Не спавшая всю ночь, тетя выглядит постаревшей на десяток лет. И еще более грозной, чем обычно.
— Вы же сказали, все разрешите, — мямлит Егорка, пряча мяч за спину.
— Ну не в футбол же по дому играть! Ты мне все обои испохабишь, кто потом переклеивать будет? Мать твоя? Или, может, сам возьмешься?
— Я не умею…
— Да что ты говоришь! Тогда чтоб я твой мячик больше не видела, понял? Вон пульт от телевизора, смотри сегодня любой канал, хоть перестрелки свои, хоть монстров идиотских. И чтоб я тебя не слышала.
Вжавшись в диван, Егорка часами напролет клацает по кнопкам пульта и наблюдает за мающейся тетей Таней. Она занимается делами по дому, сутулясь и потирая глаза, то и дело слышно негромкие ругательства. В обед заставляет Егорку проглотить порцию недоваренной гречки без ничего, а потом уходит к себе в спальню, чтобы отдохнуть, но через пятнадцать минут выползает, шаркая мозолистыми ступнями по полу.
— Не могу днем спать, — поясняет, поймав непонимающий взгляд племянника. — Я и ночью-то не всегда хорошо засыпаю, а при свете так вообще. Поскорей бы твои родители вернулись, да?
Таня уходит в кухню, а Егор продолжает нажимать кнопки, не глядя на моргающий экран телевизора. Мячик валяется в углу и, кажется, тоже потихоньку ненавидит тетю. Но в одном с ней нельзя не согласиться: поскорей бы родители вернулись. По груди растекается приятное ощущение тепла и радости от мысли, что это случится уже завтра.

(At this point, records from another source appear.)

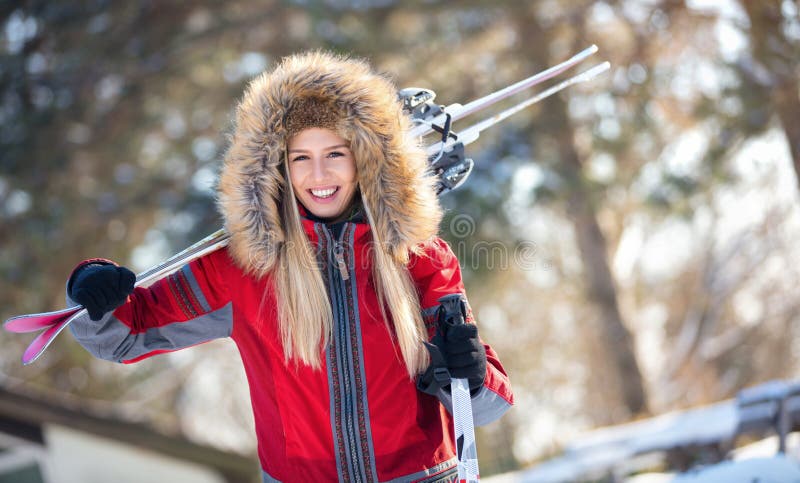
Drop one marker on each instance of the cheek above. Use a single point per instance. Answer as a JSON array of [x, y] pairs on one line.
[[295, 176]]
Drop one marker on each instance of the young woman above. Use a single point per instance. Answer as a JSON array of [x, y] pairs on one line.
[[330, 285]]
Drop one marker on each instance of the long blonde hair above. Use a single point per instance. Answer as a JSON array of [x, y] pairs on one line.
[[304, 310]]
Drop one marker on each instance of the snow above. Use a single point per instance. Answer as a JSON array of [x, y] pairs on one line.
[[634, 446]]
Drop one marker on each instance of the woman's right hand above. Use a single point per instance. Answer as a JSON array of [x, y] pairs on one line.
[[101, 288]]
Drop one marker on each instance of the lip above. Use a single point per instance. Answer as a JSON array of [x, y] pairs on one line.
[[327, 200]]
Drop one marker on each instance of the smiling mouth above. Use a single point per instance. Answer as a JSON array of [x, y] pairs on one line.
[[323, 194]]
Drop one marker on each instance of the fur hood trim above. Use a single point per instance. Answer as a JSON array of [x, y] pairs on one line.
[[392, 167]]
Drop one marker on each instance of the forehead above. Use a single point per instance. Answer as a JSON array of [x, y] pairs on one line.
[[315, 138]]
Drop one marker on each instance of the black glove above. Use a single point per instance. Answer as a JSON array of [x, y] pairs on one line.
[[465, 355], [101, 288], [455, 352]]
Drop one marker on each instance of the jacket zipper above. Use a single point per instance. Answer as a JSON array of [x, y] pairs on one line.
[[351, 432]]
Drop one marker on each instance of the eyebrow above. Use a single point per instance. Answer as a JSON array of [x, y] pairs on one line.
[[324, 149]]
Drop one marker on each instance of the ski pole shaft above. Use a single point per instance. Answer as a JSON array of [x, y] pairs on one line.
[[463, 424]]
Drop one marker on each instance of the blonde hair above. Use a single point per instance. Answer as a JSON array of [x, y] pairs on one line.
[[304, 311]]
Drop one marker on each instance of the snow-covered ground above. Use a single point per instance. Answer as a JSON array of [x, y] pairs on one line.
[[636, 447]]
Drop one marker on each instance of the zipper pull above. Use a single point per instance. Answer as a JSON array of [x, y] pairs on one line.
[[338, 252]]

После ужина тетя Таня не заставляет Егорку мыться. Она выплевывает «марш в койку» и снова тащит стул к его кровати. Значит, остались силы на еще одну бессонную ночь.
— Знаешь, Егорушка, — говорит она в темноте, когда он отворачивается к стенке. — Все кончается когда-нибудь. Видишь, вот и наши с тобой мучения тоже почти все. Недолго осталось. В следующий раз проси родителей, чтобы к кому другому тебя спихнули. А то нарожают выродков, а невинные должны страдать. Правительство поощряет нищету плодиться, а мне потом приходится не спать, чтобы кто-то ночью окно не открыл. Чем я заслужила? Я хочу спокойно жить, а не…

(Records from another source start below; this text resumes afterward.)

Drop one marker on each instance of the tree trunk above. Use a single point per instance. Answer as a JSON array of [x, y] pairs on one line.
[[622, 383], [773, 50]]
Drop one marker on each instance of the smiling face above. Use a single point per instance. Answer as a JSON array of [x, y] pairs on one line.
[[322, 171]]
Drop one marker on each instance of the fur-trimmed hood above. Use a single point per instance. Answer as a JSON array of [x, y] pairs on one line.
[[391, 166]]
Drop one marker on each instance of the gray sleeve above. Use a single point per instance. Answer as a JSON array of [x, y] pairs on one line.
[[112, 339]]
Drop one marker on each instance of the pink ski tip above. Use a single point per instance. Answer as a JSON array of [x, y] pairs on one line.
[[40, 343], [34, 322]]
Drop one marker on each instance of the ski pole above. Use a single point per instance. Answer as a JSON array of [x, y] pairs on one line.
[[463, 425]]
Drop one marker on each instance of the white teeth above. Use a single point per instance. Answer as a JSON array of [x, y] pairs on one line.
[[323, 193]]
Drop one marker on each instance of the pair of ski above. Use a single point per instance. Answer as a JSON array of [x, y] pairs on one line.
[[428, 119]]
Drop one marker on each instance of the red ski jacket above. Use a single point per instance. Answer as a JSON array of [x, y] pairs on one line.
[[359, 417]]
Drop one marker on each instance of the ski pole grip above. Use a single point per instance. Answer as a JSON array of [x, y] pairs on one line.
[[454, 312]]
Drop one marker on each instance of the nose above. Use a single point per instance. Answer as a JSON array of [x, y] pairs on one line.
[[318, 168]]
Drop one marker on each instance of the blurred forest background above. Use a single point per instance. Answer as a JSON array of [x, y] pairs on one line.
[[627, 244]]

Егорка зажимает уши, не в силах больше терпеть малоприятный поток слов. Завтра утром приедут родители — это совсем скоро. И одновременно почти никогда.
* * *
Ночью звонкий одиночный удар камешком по стеклу в один миг прогоняет сон. Тяжело дыша, Егор часто моргает, натягивая одеяло до подбородка. Взгляд различает в темноте поникший силуэт на стуле, больше ничего.
— Тетя Таня! — зовет Егорка хриплым шепотом.
Молчит. Значит, все-таки заснула.
Тишина давит со всех сторон, ни единый шорох ее не разбавляет. Все еще боясь пошевелиться, Егор глядит на задернутые шторы. Они такие плотные, что и днем-то ничего не пропускают, а сейчас вовсе надежнее каменной стенки — никак не разгадать, что по ту сторону. И как выглядит тот, кто бросает в окно камни. Можно только кутаться в одеяло рядом с уснувшей тетей Таней и прикидываться спящим до самого рассвета, чтобы ничем себя не выдать. Интересно, это больно, когда душу выгоняют из тела?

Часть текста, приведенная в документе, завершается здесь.